Donna Crowe, M.D., also with WOMEN Obstetrics and Gynecology, adds that when she was being trained in the ’90s, childbirth was very interventional as far as managing pregnancy and labor. “When I was doing my residency, it was very much about how can we speed this up?” she says. “That’s what was encouraged. We were always open to patients wanting to go naturally, but our training wasn’t about that.”
“Things have changed quite a bit,” adds Dr. Norman, explaining that even as few as five years ago it was a pretty rare occurrence when a woman came in asking to deliver without any anesthesia or intervention. But she’s seen a big shift in that mentality. “Patients want to discuss their goals and how they would like to see this happen. Some patients just want a safe delivery, but some have a very organized plan of how they want the process to go.”
Jennifer says she remembers her mom talking about how back in the day, husbands weren’t even allowed in the room during childbirth. “You had to ask permission for things even though it’s your body and your birthing process,” she recalls. “You were at the mercy of what they wanted to let you do. Now, they asked me who I wanted in the room, and I got to make that decision. Our 9-year-old daughter actually got to be involved in this birth.”
That shift in the mentality of the patient has driven a shift on the physician side as well. With laboring moms today asking to use essential oils, music, lighting, have family members present for and involved in the birth, as well as acupuncturists, physical therapists, midwives and doulas, the physicians have had to rethink how they’d originally been taught.

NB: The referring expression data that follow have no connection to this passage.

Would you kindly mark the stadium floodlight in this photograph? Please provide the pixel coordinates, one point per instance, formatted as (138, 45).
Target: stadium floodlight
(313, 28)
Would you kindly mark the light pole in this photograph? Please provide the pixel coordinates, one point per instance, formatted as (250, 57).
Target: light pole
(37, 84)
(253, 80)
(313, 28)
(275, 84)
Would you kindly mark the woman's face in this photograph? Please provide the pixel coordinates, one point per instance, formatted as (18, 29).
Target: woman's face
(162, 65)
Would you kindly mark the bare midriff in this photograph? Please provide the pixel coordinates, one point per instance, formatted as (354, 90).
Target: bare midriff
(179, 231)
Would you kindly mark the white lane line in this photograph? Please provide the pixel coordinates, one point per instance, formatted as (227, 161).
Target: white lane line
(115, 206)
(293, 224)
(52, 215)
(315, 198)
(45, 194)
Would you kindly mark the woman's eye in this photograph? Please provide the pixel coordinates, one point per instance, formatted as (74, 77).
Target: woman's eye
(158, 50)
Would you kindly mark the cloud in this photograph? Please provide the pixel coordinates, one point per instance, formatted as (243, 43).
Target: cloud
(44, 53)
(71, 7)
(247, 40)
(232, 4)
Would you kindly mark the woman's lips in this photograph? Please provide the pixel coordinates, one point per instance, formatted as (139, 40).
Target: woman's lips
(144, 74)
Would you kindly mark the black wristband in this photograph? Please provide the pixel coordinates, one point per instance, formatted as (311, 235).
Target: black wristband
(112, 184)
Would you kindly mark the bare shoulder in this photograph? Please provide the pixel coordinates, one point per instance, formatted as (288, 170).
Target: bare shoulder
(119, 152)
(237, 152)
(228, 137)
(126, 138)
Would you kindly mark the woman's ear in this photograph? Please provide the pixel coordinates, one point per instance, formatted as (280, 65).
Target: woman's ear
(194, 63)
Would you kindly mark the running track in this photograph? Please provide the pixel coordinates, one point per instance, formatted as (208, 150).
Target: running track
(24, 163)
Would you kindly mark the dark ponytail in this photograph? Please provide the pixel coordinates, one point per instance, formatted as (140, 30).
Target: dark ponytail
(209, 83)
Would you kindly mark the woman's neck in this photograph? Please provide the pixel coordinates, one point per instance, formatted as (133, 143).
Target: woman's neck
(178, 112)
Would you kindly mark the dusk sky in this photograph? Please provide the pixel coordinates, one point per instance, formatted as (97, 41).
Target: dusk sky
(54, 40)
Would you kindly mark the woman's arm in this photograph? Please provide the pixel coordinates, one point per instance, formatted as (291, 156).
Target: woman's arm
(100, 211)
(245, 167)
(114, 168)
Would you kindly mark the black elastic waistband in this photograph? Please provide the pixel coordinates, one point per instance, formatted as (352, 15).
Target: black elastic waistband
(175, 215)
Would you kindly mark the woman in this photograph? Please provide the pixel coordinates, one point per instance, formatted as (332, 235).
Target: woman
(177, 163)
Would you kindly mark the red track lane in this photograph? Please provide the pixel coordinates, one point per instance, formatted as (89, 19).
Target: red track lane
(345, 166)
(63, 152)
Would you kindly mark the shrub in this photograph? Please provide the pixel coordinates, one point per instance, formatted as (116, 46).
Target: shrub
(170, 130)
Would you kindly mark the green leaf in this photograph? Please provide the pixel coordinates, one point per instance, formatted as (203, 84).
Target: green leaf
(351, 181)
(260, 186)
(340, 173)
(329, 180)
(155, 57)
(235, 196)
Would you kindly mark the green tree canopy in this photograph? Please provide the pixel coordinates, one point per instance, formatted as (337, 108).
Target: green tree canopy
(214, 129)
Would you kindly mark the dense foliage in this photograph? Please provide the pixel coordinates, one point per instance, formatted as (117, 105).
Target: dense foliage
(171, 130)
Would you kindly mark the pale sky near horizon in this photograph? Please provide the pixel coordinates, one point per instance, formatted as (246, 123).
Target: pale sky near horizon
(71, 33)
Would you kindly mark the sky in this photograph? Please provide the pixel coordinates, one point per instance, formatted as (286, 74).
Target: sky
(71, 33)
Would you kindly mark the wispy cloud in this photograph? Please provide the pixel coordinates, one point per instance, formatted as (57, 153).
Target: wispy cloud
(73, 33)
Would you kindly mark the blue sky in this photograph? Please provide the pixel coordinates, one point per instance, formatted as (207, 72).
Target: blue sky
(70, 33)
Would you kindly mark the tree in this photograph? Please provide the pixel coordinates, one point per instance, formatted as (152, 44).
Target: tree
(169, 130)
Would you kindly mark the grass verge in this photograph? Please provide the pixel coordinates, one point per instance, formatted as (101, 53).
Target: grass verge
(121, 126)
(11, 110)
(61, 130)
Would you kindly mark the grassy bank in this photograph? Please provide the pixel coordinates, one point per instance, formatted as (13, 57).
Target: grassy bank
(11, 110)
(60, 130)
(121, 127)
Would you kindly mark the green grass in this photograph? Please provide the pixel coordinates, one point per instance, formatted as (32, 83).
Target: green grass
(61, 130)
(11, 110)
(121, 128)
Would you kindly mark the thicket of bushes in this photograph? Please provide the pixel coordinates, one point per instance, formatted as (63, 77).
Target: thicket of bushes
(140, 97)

“Now childbirth is much more patient-centered,” Dr. Crowe says. “We have learned to collaborate so that the process is much more team oriented. Fifteen years ago, as physicians, we never would have considered a midwifery program at our practice, but there are a lot of women who prefer that model, which is a bit different, so we decided we can support a model where the midwife can spend more time with the patient.”
Kayleigh Holthaus, a Certified Nurse Midwife with the WOMEN Obstetrics and Gynecology practice, says midwives offer longer appointment times by design so they can spend more time with an expectant mom than a physician typically could. Midwives are specialists in normal, low-risk pregnancies.

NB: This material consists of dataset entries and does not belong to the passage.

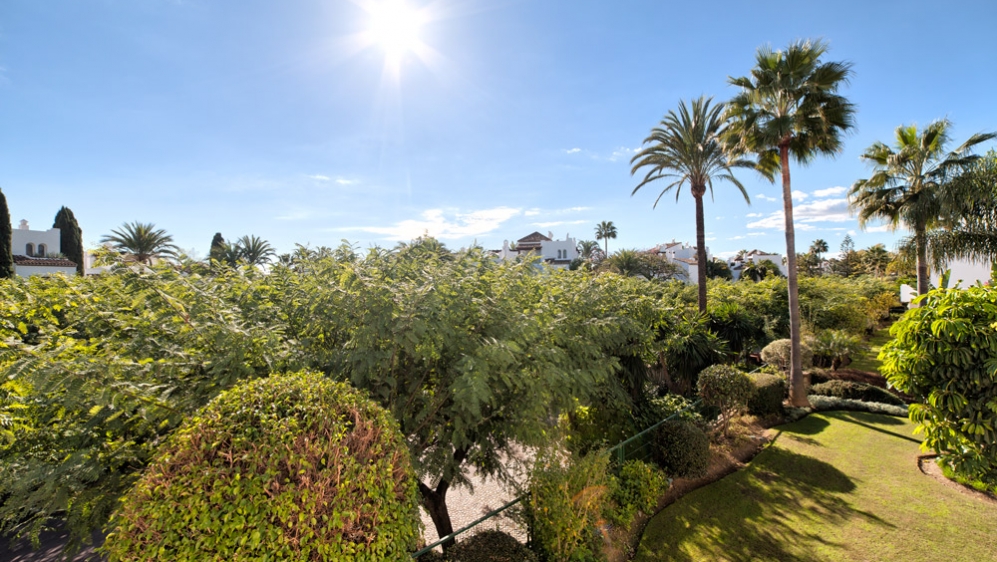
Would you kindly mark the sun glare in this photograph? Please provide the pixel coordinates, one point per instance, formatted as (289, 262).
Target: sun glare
(395, 27)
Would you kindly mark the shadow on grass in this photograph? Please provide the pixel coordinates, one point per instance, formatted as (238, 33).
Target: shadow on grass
(755, 514)
(873, 422)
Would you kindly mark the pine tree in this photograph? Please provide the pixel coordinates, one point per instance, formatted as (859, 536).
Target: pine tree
(6, 233)
(217, 251)
(70, 237)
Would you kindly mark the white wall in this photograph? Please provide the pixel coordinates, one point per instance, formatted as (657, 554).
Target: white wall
(50, 238)
(29, 270)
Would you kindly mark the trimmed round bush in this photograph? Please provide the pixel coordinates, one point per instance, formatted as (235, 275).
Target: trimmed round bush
(681, 449)
(856, 391)
(777, 353)
(290, 467)
(767, 395)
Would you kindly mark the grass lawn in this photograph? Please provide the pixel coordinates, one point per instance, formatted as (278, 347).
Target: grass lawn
(869, 359)
(833, 486)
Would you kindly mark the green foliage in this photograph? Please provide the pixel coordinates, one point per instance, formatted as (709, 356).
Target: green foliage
(726, 388)
(486, 546)
(70, 237)
(832, 348)
(682, 449)
(944, 354)
(638, 488)
(777, 353)
(6, 236)
(856, 391)
(767, 395)
(565, 506)
(290, 467)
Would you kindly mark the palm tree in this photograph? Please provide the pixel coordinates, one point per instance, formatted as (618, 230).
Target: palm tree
(604, 231)
(255, 250)
(687, 147)
(909, 183)
(142, 241)
(789, 106)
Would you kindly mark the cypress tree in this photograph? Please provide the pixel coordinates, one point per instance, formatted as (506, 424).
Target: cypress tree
(70, 237)
(217, 252)
(6, 233)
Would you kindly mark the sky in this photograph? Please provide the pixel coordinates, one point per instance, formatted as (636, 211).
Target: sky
(474, 121)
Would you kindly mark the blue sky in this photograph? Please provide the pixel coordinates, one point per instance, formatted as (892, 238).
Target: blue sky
(282, 119)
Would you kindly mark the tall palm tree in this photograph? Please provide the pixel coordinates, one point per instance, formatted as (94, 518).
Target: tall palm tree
(790, 106)
(142, 241)
(255, 250)
(687, 147)
(604, 231)
(909, 183)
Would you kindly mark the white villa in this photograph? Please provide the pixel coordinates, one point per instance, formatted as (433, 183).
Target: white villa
(737, 263)
(556, 253)
(35, 252)
(682, 255)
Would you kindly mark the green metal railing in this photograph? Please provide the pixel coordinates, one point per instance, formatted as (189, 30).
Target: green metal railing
(621, 452)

“We like to give our patients information and let them choose what they want,” Kayleigh says. “We call it informed empowerment. We are with them during delivery as well.”
Physicians today are even working to make a higher-risk pregnancy feel customized by allowing some of these extra conveniences with a C-section, which is major surgery. “Over the past few years, the concept of a family-centered Caesarian birth has evolved,” Dr. Norman says. “In that situation, the birth partner can be in the operating room with the mom, and we use a drape with a plastic window so the patient can see the emergence of their baby if they want to. We can do delayed cord clamping and proceed to skin-to-skin contact as soon as we know the baby doesn’t need any intervention.”
She says this movement takes a surgical procedure, which traditionally felt very sterile and not very personal, and makes it as family-centered as it can be without compromising the sterility and safety of the procedure.
And that’s precisely what modern moms are seeking. Gone are the days of women going along with doing what they’re told. They want a personalized childbirth experience that meets their family’s wishes and needs, and an opportunity to create a magical, life-changing delivery. Yes, indeed, we’ve come a long way, baby!